One hospital wanted to reduce readmissions among patients with congestive heart failure. Another hoped to improve upon its sepsis mortality rates. A third sought to determine whether its doctors were providing cost-effective care for pneumonia patients. All of them adopted the same type of technology to help identify a solution.
As the healthcare industry tilts toward accountable care, pay for performance and an increasingly
cost-conscious mindset, hospitalists and other providers are tapping into a fast-growing analytical tool collectively known as data mining to help make sense of the growing mounds of information. Although no single technology can be considered a cure-all, HM leaders are so optimistic about data mining’s potential to address cost, outcome, and performance issues that some have labeled it a “game changer” for hospitalists.
Karim Godamunne, MD, MBA, SFHM, chief medical officer at North Fulton Hospital in Roswell, Ga., and a member of SHM’s Practice Management Committee, says he can’t overstate the importance of hospitalists’ involvement in physician data mining. “From my perspective, we’re looking to hospitalists to help drive this quality-utilization bandwagon, to be the real leaders in it,” he says. With the tremendous value that can be generated through understanding and using the information, “it’s good for your group and can be good to your hospital as a whole.”
So what is data mining?
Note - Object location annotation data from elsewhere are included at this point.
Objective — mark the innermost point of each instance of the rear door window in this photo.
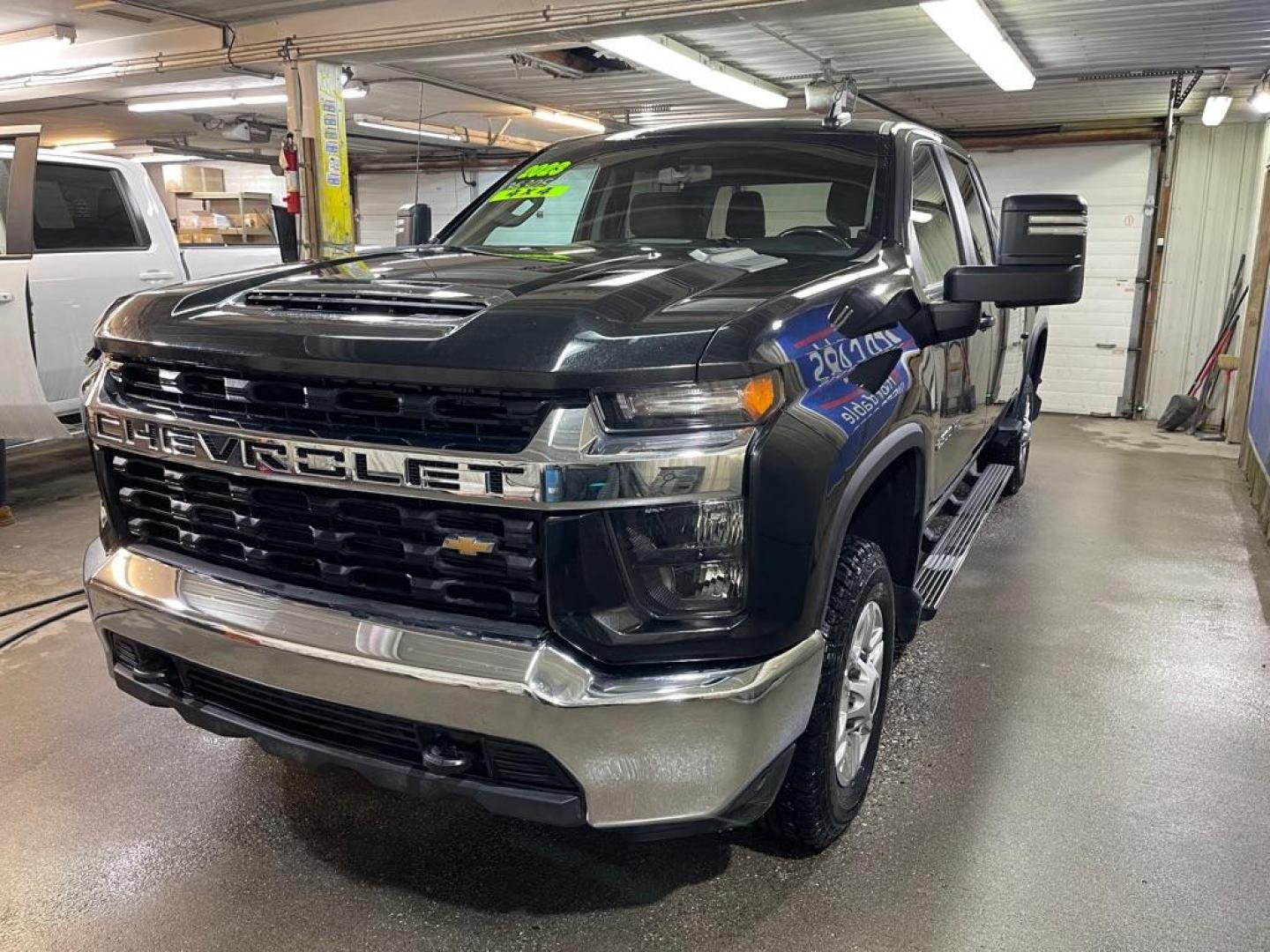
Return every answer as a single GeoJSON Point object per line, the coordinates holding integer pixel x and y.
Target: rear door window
{"type": "Point", "coordinates": [931, 219]}
{"type": "Point", "coordinates": [975, 208]}
{"type": "Point", "coordinates": [83, 208]}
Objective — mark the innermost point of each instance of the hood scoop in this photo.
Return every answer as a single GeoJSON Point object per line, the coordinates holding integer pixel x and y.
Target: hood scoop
{"type": "Point", "coordinates": [436, 315]}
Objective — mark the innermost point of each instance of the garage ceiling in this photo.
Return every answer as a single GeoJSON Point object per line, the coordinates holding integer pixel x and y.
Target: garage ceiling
{"type": "Point", "coordinates": [897, 54]}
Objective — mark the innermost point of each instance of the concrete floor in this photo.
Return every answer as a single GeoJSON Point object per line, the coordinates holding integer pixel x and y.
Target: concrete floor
{"type": "Point", "coordinates": [1077, 758]}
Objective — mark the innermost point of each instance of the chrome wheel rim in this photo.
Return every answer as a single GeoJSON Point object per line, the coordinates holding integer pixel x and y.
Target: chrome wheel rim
{"type": "Point", "coordinates": [862, 689]}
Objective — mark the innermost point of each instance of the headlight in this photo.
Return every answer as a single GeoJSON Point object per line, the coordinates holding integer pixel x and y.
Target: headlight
{"type": "Point", "coordinates": [684, 560]}
{"type": "Point", "coordinates": [736, 403]}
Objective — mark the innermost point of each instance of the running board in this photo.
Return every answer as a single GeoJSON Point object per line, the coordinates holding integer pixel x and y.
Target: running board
{"type": "Point", "coordinates": [949, 554]}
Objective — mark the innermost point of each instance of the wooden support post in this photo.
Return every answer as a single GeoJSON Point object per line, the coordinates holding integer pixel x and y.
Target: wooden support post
{"type": "Point", "coordinates": [1251, 322]}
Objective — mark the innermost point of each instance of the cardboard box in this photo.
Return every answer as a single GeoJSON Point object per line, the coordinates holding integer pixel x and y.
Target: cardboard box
{"type": "Point", "coordinates": [193, 178]}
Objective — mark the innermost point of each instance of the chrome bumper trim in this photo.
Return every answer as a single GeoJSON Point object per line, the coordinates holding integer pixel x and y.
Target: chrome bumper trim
{"type": "Point", "coordinates": [571, 464]}
{"type": "Point", "coordinates": [646, 749]}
The technology fully emerged in the mid-1990s as a way to help scientists analyze large and often disparate bodies of data, present relevant information in new ways, and illuminate previously unknown relationships.1 In the healthcare industry, early adopters realized that the insights gleaned from data mining could help inform their clinical decision-making; organizations used the new tools to help predict health insurance fraud and identify at-risk patients, for example.
Cynthia Burghard, research director of Accountable Care IT Strategies at IDC Health Insights in Framingham, Mass., says researchers in academic medical centers initially conducted most of the clinical analytical work. Within the past few years, however, the increasing availability of data has allowed more hospitals to begin analyzing chronic disease, readmissions, and other areas of concern. In addition, Burghard says, new tools based on natural language processing are giving hospitals better access to unstructured clinical data, such as notes written by doctors and nurses.
“What I’m seeing both in my surveys as well as in conversations with hospitals is that analytics is the top of the investment priority for both hospitals and health plans,” Burghard says. According to IDC estimates, total spending for clinical analytics in the U.S. reached $3.7 billion in 2012 and is expected to grow to $5.14 billion by 2016. Much of the growth, she notes, is being driven by healthcare reform. “If your mandate is to manage populations of patients, it behooves you to know who those patients are and what their illnesses are, and to monitor what you’re doing for them,” she says.
Practice Improvement
Accordingly, a major goal of all this data-mining technology is to change practice behavior in a way that achieves the triple aim of improving quality of care, controlling costs, and bettering patient outcomes.
A growing number of companies are releasing tools that can compile and analyze the separate bits of information captured from claims and billing systems, Medicare reporting requirements, internal benchmarks, and other sources. Unlike passive data sources, such as Medicare’s Hospital Compare website, more active analytics can help their users zoom down to the level of an individual doctor or patient, pan out to the level of a hospitalist group, or expand out even more for a broader comparison among peer institutions.